After the British took over the administration of Kedah in 1911, colonial surveyors were surprised to discover many remains of stone and brick temple structures in the state which showed Indian influence, dating from as early as the 5th century CE. These antiquities were scattered in an area extending from the southern foothills of Gunung Jerai (Kedah Peak) to Merbok River in Kuala Muda District. This 225 km² expanse of land is known today as the Bujang Valley – and it is by far the richest archaeological site discovered in Malaysia.
From the 1930’s to 1970’s, the research in Bujang Valley was mainly undertaken by Western archaeologists including H. G. Quaritch Wales, Dorothy Wales, and Alastair Lamb. After the 1970’s, local archaeologists such as Professor Nik Hassan Suhaimi took the lead with strong support of the Malaysian Government. Sites were excavated and some were even reconstructed by researchers from Universiti Kebangsaan Malaysia and Universiti Malaya in collaboration with the Department of Museums and Antiquity.

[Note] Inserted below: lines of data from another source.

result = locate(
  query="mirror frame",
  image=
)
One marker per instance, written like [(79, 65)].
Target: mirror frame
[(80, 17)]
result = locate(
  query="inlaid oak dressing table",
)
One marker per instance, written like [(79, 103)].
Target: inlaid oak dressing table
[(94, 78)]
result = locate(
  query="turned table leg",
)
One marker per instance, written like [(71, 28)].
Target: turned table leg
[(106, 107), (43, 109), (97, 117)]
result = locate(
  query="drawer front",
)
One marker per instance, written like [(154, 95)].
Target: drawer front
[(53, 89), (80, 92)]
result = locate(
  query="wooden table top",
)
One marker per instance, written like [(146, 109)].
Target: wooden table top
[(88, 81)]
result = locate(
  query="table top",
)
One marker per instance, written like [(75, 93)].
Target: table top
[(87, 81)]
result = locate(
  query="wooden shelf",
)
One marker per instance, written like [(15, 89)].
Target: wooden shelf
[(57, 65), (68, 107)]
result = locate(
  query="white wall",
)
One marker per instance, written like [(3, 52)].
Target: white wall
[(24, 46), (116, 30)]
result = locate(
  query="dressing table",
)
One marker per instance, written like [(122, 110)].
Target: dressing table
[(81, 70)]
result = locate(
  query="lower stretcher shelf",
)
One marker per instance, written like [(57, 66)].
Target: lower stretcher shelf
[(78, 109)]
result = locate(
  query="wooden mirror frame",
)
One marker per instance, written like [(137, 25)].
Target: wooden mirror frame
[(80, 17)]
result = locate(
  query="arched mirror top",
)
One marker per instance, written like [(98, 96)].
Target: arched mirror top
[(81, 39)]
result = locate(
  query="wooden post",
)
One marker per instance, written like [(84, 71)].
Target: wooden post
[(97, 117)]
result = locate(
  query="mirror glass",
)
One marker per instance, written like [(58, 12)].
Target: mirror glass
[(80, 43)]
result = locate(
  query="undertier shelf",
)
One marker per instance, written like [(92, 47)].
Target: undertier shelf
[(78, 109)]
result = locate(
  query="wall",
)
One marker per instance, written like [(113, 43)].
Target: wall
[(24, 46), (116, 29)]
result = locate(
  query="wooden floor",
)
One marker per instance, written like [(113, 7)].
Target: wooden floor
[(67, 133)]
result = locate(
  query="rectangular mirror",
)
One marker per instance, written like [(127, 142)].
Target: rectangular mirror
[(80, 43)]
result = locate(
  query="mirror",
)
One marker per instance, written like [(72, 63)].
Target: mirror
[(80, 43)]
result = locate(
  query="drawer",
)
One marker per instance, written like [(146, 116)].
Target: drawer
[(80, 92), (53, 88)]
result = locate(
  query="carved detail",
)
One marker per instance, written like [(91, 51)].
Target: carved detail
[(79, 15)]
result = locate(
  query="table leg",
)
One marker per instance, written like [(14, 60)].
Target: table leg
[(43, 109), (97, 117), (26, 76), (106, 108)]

Relics found in the Bujang Valley are now on display at the archaeological museum which was inaugurated by the late Sultan of Kedah, His Royal Highness Sultan Abdul Halim Mu’adzam Shah, in 1980. Artefacts displayed include inscribed stone caskets and tablets, glass beads, ornaments, ceramics, pottery, Buddha statues and Hindu icons.
From as early as the 1st Century BCE to the 11th Century CE, Bujang Valley had been an important transit port for Buddhist traders, pilgrims, and missionary monks. The famous Tang-Dynasty Chinese scholar monk, Venerable Yijing (三藏法师 义净) stopped by in 671 CE on his sea journey to Nālandā, India. He recorded his travels in a detailed journal, which later gave historians an idea of what early Southeast Asian polities looked like.
The next time you have a chance to travel north to Kedah, do drop by the Bujang Valley Archaeological Museum in Merbok to see some interesting artefacts kept there, including the famous terracotta Buddha statue found in Kedah dated to the 5th century CE. Also worth visiting is one of the most important archaeological excavation sites in Sungai Batu located just 6km away, where the foundation of a 2,000 year-old stupa was discovered in 2008.
Devotees in Malaysia should be proud to know that Buddhism had indeed arrived in this part of the world two millennia ago. Thus it is our duty to know these facts, and record history properly for the benefit of present and future generations of Malaysians.